Reputation: 307
I have a question based upon my earlier question. Below code runs fine and it tells me whether the search_string
is present in the entire row or not. How could I modify the last line so that it provides me counts of matches instead of 1 or 0? For example, for the first row it should return 4 as my search_string
is present in 4 locations in that row.
sales = [{'account': 'Jones LLC jones', 'Jan': '150', 'Feb': '200', 'Mar': '140 jones jones'},
{'account': 'Alpha Co', 'Jan': 'Jones', 'Feb': '210', 'Mar': '215'},
{'account': 'Blue Inc', 'Jan': '50', 'Feb': '90', 'Mar': '95' }]
df = pd.DataFrame(sales)
df
search_string = 'Jones'
(df.apply(lambda x: x.str.contains(search_string))
.sum(axis=1).astype(int))
Upvotes: 0
Views: 2444
Reputation: 4744
Using the code from the previous question, we simple change the any
method to a sum
method. The adds up all of the 1's to effectively count the number of occurrences in a gives row (axis=1).
## added and extra Jones into row 1 for 'Jan' column
sales = [{'account': 'Jones LLC', 'Jan': 'Jones', 'Feb': '200', 'Mar': '140'},
{'account': 'Alpha Co', 'Jan': 'Jones', 'Feb': '210', 'Mar': '215'},
{'account': 'Blue Inc', 'Jan': '50', 'Feb': '90', 'Mar': '95' }]
df = pd.DataFrame(sales)
df_list = []
for search_string in ['Jones', 'Co', 'Alpha']:
#use above method but rename the series instead of setting to
# a columns.
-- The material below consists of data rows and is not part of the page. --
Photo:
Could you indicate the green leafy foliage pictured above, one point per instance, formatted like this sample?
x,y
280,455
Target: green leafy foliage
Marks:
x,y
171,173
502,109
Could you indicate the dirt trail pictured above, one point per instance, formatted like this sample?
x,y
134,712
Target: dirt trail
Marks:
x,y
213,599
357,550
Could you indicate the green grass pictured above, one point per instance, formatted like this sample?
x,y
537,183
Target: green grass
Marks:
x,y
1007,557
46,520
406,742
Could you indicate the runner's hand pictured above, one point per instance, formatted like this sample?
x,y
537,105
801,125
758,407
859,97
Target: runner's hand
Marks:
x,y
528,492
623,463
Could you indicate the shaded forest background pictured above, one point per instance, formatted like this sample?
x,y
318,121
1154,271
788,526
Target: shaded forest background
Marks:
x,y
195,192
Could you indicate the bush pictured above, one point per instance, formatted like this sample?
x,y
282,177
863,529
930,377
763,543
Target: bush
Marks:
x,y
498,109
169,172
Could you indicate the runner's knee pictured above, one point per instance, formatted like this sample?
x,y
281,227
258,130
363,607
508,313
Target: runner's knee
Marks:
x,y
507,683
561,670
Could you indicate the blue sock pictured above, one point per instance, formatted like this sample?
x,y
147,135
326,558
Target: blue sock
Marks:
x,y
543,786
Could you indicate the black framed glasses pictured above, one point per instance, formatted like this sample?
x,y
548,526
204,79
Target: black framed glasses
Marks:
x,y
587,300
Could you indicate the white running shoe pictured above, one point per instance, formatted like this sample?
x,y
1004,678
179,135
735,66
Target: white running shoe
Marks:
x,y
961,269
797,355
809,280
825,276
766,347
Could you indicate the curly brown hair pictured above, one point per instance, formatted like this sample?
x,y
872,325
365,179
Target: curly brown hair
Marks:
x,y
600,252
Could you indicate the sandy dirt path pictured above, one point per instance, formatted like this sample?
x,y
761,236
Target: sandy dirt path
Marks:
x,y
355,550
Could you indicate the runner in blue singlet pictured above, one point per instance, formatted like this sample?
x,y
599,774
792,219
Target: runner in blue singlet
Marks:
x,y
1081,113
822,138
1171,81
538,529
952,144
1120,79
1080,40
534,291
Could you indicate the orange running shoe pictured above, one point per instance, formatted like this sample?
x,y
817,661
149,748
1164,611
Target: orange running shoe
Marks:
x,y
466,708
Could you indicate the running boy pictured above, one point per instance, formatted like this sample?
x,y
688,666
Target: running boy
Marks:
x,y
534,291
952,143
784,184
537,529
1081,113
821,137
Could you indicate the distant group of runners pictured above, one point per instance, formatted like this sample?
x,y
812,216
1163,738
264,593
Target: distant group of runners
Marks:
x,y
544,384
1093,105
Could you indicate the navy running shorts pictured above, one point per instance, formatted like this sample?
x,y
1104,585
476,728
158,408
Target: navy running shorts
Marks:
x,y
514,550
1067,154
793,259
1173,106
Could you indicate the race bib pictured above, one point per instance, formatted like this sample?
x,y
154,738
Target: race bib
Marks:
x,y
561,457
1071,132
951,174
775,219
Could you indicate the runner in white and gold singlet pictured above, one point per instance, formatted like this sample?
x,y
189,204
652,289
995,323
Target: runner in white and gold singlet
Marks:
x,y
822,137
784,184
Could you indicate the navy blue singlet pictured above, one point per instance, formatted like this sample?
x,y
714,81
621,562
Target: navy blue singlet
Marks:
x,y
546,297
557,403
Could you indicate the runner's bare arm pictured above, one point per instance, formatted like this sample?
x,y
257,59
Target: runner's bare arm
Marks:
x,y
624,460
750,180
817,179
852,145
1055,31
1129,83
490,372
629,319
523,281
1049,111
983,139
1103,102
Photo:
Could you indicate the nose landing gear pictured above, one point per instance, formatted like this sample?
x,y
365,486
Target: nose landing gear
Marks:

The append to a list.
df_list.append(df.apply(lambda x: x.str.contains(search_string))
.sum(axis=1) ## HERE IS SUM in place of any
.astype(int)
.rename(search_string))
#concatenate the list of series into a DataFrame with the original df
df = pd.concat([df] + df_list, axis=1)
df
Out[2]:
Feb Jan Mar account Jones Co Alpha
0 200 Jones 140 Jones LLC 2 0 0
1 210 Jones 215 Alpha Co 1 1 1
2 90 50 95 Blue Inc 0 0 0
Upvotes: 1
Reputation: 153460
You can use findall
and .str.len
:
sales = [{'account': 'Jones LLC jones', 'Jan': '150', 'Feb': '200', 'Mar': '140 jones jones'},
{'account': 'Alpha Co', 'Jan': 'Jones', 'Feb': '210', 'Mar': '215'},
{'account': 'Blue Inc', 'Jan': '50', 'Feb': '90', 'Mar': '95' }]
df = pd.DataFrame(sales)
df
search_string = 'jones' #Note changed to lowercase j to find more data.
(df.apply(lambda x: x.str.findall(search_string).str.len())
.sum(axis=1).astype(int))
Output:
0 3
1 0
2 0
dtype: int32
Add @Vaishali edit to solution:
df.apply(lambda x: x.str.lower().str.findall(search_string).str.len()).sum(axis=1).astype(int)
Output:
0 4
1 1
2 0
dtype: int32
Upvotes: 2